La plupart du temps, l’idée d’une composition me vient au cours d’une longue marche, puis je rentre dans mon studio le soir et j’élabore lentement les contours de l’ensemble du morceau à l’aide du logiciel de composition et de production Logic Pro. J’essaie toujours de garder un équilibre entre les parties composées et les improvisations ouvertes.

- Qu’est-ce qui vous a inspiré pour écrire cette musique, quels en sont les leitmotivs ?

Le motif directeur était le désir de combiner des éléments de la musique folklorique polonaise de la région de Mazowsze avec des concepts rythmiques indiens. C’était une sorte de risque, mais un risque qui valait la peine d’être pris. Une grande inspiration était Tigran Hamasyan, qui combine la musique ethnique arménienne avec des rythmes modernes. Comme je suis polonais, j’ai pensé que je devais montrer quelque chose de mon pays. J’ai analysé intensivement les mazurkas polonaises du point de vue rythmique et mélodique et je suis arrivé à des conclusions intéressantes, que l’on peut entendre sur l’album.

- Quels musiciens avez-vous invités à collaborer à ce projet et pourquoi ?

Sur l’album, vous pouvez entendre : Shachar Elnatan (guitare, chant), Michał Tokaj (piano, Fender-Rhodes), Łukasz Żyta (batterie), Bodek Janke (tabla), Kuba Więcek (synthé OP-1, saxophone alto), Kacper Malisz (violon), Joachim Mencel (vielle à roue), Olga Stopińska (chant), Jan Smoczyński (accordéon), Dziadek Tadek (récitation). Ces musiciens sont mon line-up de rêve, car ils sont capables de combiner différents concepts que j’avais en tête. En même temps, ils sont capables de jouer à la fois des rythmes de jazz complexes et des musiques ethniques de différentes parties du monde.

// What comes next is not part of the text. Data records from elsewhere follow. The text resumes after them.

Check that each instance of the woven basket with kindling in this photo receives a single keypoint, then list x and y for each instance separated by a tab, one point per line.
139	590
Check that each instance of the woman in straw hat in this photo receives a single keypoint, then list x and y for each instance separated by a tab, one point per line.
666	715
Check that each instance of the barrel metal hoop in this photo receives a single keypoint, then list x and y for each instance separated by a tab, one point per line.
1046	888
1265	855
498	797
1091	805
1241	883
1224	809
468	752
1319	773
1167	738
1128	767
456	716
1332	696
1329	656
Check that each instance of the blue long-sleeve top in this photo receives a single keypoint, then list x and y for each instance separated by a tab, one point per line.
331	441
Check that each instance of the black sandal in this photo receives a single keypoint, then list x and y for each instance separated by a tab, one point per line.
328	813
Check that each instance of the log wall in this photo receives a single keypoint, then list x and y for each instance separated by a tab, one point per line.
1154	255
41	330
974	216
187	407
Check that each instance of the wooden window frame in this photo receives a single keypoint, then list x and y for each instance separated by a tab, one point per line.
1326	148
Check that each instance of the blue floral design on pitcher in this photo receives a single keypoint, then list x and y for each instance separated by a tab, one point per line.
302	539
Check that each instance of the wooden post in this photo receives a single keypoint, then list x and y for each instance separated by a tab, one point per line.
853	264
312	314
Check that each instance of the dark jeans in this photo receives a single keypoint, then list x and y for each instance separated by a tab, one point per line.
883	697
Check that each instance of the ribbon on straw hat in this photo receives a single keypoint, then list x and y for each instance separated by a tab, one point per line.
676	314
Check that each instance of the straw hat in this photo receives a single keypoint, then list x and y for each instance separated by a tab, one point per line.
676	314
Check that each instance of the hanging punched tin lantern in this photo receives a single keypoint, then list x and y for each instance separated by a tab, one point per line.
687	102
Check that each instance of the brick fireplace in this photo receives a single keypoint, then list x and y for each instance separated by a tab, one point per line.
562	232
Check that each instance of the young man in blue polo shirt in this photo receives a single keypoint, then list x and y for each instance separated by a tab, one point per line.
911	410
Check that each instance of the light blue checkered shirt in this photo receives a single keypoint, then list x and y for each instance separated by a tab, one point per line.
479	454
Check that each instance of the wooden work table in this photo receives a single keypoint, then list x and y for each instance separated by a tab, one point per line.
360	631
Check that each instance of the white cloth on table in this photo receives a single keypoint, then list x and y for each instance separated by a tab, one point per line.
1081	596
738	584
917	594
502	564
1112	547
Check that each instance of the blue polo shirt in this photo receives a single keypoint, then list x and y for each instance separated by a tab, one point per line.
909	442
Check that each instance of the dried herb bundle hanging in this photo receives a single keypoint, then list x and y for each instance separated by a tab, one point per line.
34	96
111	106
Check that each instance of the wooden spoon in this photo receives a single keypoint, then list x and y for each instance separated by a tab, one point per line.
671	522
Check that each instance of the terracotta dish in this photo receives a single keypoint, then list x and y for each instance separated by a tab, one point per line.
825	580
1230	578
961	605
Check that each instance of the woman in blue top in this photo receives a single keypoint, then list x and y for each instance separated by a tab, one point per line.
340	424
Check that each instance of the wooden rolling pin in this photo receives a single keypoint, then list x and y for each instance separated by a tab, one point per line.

- Où pourrons-nous découvrir ce projet en concert ?

Pour le moment, nous avons 4 concerts cette année en Pologne. Entre autres au Sopot Jazz Festival, où nous nous produirons devant Shai Maestro. Nous prévoyons d’organiser d’autres événements l’année prochaine, peut-être en Allemagne et dans d’autres pays.

- Avez-vous des frères ou des sœurs ?

J’ai deux frères plus jeunes.

- Quel genre de musique écoutez-vous en privé ?

J’écoute beaucoup de jazz et beaucoup de « musique du monde », ainsi que du RNB, du hip-hop et de la musique classique.

- Pizza ou pâtes ?

Les pâtes !

- Quelle est la plus belle vue pour vous ?

La vue sur les hauts sommets des montagnes - Tatras, Alpes….

- Que faites-vous le dimanche lorsque vous ne jouez pas de musique ?

Je lis des livres sur la géopolitique et je passe du temps avec ma femme et nos trois enfants.

- Votre boisson préférée ?

Voulez-vous dire de l’alcool ? Si oui, c’est la bière la plupart du temps. Ma préférée est la Pilsner, surtout tchèque et allemande.